Wednesday, May 12, 2010

Health Crisis


    Growing up, I've always felt like I've had a ton of health problems. From my skin being so sensitive and itchy (that it bleeds because I itch it so hard) to bad head aches and random sicknesses that left my in the hospital a few times. Two major things that have been predominate throughout the years have been my skin issues and throat problems. 

    I've woken up with welts on my legs, for no apparent reason, I have gotten shingles, a painful painful experience. I've gotten a staff infections right after I got shingles. I have had ringworm, or so they tell me. Rashes on my arms with little red bumps that itch constantly. My legs itch everyday all the time, no exaggeration. I have had rashes behind my knees and on my thighs. I have stayed up all night crying from my legs itching so bad. I have tried a least a dozen itch creams, I have also tried using Aquaphor, Cediphil, Pure Coconut Oil, ASAP with silver in it (this silver doesn't stay in your body though, after two days it will be gone) and the most recent one is E45 Cream. It's a lotion for Europe that's made with lanolin (Sheep's skin) and it takes around 28 days to get to my house after ordering. It's been helpful for making my skin less dry at least. I have scratched and itched my legs for so long that there are scares everywhere on my legs. I can write almost every one of my skin problems in about 10 minutes but this stuff has happened over a span of almost 21 years and it's been so frustrating, discouraging and tiring to deal with. I haven't see how much of a burden it's been on my life until recently, as I'm getting older. I notice things in my life that are getting effected by this. I want my skin to be normal. 

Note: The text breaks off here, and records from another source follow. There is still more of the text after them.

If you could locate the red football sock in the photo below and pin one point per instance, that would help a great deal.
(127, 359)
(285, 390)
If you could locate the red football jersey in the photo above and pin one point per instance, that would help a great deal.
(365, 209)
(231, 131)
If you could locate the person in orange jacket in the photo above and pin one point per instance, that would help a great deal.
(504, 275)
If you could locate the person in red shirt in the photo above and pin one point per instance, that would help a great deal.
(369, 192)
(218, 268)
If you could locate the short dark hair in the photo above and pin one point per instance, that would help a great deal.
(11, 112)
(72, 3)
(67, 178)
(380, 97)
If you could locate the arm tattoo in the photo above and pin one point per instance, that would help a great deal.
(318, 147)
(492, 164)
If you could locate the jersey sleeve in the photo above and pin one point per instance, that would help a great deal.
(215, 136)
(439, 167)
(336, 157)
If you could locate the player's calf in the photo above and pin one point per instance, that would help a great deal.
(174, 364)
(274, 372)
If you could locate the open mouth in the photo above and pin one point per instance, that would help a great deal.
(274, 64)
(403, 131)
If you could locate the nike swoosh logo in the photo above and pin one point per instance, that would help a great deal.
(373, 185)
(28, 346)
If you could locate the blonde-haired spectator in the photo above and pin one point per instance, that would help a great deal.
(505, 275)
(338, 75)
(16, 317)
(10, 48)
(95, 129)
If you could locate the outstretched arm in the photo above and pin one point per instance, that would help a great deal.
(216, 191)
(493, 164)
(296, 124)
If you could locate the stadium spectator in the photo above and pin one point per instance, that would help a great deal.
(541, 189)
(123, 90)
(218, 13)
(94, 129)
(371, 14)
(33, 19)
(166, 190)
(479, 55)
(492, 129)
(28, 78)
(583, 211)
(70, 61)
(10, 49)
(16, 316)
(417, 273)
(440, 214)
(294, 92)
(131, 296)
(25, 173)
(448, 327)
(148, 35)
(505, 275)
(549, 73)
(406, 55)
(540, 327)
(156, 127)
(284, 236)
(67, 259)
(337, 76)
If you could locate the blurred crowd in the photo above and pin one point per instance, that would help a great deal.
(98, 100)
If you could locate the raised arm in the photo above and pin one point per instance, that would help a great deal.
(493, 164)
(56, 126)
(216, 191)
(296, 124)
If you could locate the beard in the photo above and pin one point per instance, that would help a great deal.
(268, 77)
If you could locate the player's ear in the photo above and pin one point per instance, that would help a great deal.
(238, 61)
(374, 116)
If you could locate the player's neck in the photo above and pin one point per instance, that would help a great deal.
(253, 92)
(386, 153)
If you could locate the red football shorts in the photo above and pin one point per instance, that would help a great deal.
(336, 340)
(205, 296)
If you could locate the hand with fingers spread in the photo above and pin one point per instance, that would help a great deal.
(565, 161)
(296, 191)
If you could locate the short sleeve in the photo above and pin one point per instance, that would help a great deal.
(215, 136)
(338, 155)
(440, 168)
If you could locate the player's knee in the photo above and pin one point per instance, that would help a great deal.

That's my skin rundown, now here's my throat problems. I've gotten strep throat quite a bit growing up which always triggered my tonsils to flare and enlarge a little bit. When I was 16 I got mononucleosis and was unable to do anything for a month. My parents were out of town and my sister was taking care of me along with Mrs. Cary. (P.S. Thanks for your homemade chicken soap, it was wonderful!) We thought I just had a really bad cold, but I couldn't move my head very well, and my throat was in so much pain. When my parents got home they took my to the hospital that same night because my tonsil's were the size of golf balls. And my throat was closing. Every since then I got these little white things that would come out of my tonsils and I never knew what they were, but didn't really try to find out either. Now 2 months ago my sister got married and I'm so happy I made it. A few week before the wedding I got really sick and my tonsils were huge and the swelling never went down. Three days before her wedding I went to the hospital to find out that I had Chronic Tonsillitis. That really just means your tonsil's get huge and hurt and it keeps on reoccurring but your throat won't ever fully shut. But it really gets close. Even though the problem is technically in your throat, my tonsillitis has really taken a toll on my body. It has worn me out so much. It has been almost 4 months now that my tonsils have been horribly painful, enlarged, and uncomfortable. I am getting surgery tomorrow to get them removed. I am scared beyond belief but I want these golf ball sized tonsil's out of my mouth and out of my life forever. They have caused me so many problems, so many tears, so much time out of my life that I'm ready to get them out. I'm so afraid of being put under, and even more afraid because they tell me this is a VERY painful surgery. And then remind me again that it's extremely painful. I'm nervous and I just pray that this goes by so fast. I want to be healed already and I haven't even gotten the surgery. I want to be healthy for a day.